Additionally, you may have to pay a deductible, after which the insurance company will cover the rest of the damage. A deductible is a set amount of damage which you (the homeowner) will have to cover in the event of roof damage to your home which is covered by your policy.
Check to see what type of coverage your policy offers.
Estimate From Roofing Contractor
Sometimes, however, insurance companies require one (or more) roofing contractors to come out and give an estimate for repairing the roof, in order to come up with a monetary figure to deal with.
When this is the case, you must be careful that you aren’t ripped off by an unscrupulous roofing company. According to HandyManHowTo.com:
Beware of Roof Inspection Reports disguised as Contingency Contracts.
If you sign such a so-called “Inspection Report” it can entrap you in a contract that says you must give the job to the roofer if the insurance claim is approved. Never sign anything at this point! I’ve seen contingency contracts misleadingly titled “Roof Inspection Report” where the fine print states:
- The homeowner owes a 20% cancellation fee based on the roof replacement cost value if the contract is not cancelled within 3 days.
- The contingency contract is valid and binding so long as the insurance company pays the homeowner for the loss.
- All insurance payments shall be made directly to the roofing company.
- The homeowner acknowledges they lack the time and expertise to discuss matters with the insurance company and appoints the roofing company as their agent.
If you sign such an inspection report you’ve lost the opportunity to solicit competitive proposals.
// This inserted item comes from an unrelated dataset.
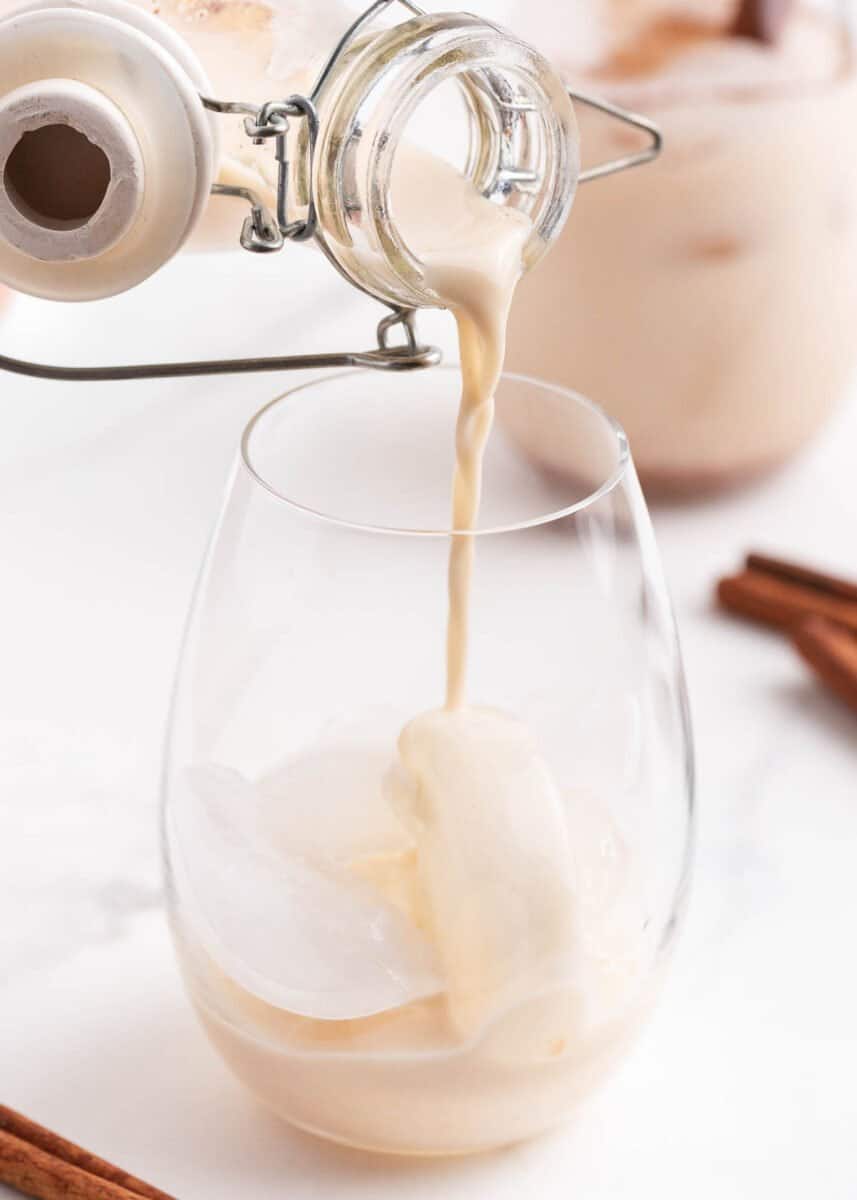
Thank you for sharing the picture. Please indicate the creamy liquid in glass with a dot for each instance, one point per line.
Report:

By authorizing the insurance company to pay the roofer directly, a dishonest roofer may take the insurance check and disappear.
So how do you make sure that a roofing company is reputable?
- You don’t need to pay for the roof inspection
A roof inspection is a part of doing business for roofing companies, and all high-quality roofers will do it for free.
- You don’t need to sign anything
Again, a roof inspection is free, and should only take about 15 minutes. The roofing contractor shouldn’t do any work on the roof during the inspection, and if he tries to make you sign something or attempts to do some work on your roof, then you know he isn’t trustworthy.
- The roofing contractor gives you his license number when asked
A reputable roofer will be licensed, and will willingly show you their credentials. If he doesn’t, then don’t trust him.
- Former clients leave positive reviews
You can go on his Google My Business profile (see ours here!) or his Facebook page (see ADR’s) to read reviews. Hearing about a contractor from another homeowner is the safest bet.
Once the damage has been looked at, the roofing contractor will likely be able to tell you if your roof qualifies for an insurance claim and if it is likely to get approved.
Submit Claim To Insurance Company
Once you have your documentation and the estimate from the roofing company, you can submit your claim. Call the claims number of your insurance provider.
You will be given a claim number, so keep that on file.
In order to bolster your claim, you should send the pictures and videos, and a written summary of the damage your roof received.
Inspection By Claims Adjuster
After you’ve documented the damage yourself and gotten an estimate from a roofing professional, the insurance company will send out a claims adjuster in order to document the damage on their behalf. There are independent adjusters who are hired by insurance companies to inspect roofs for them, as well as adjusters who work for specific insurance companies.
The adjuster will do the same thing that you did in step 1–he will document the damage to your roof by taking pictures of the damaged areas and writing a report.
Your insurance company needs this to process a claim.
Still a little confused?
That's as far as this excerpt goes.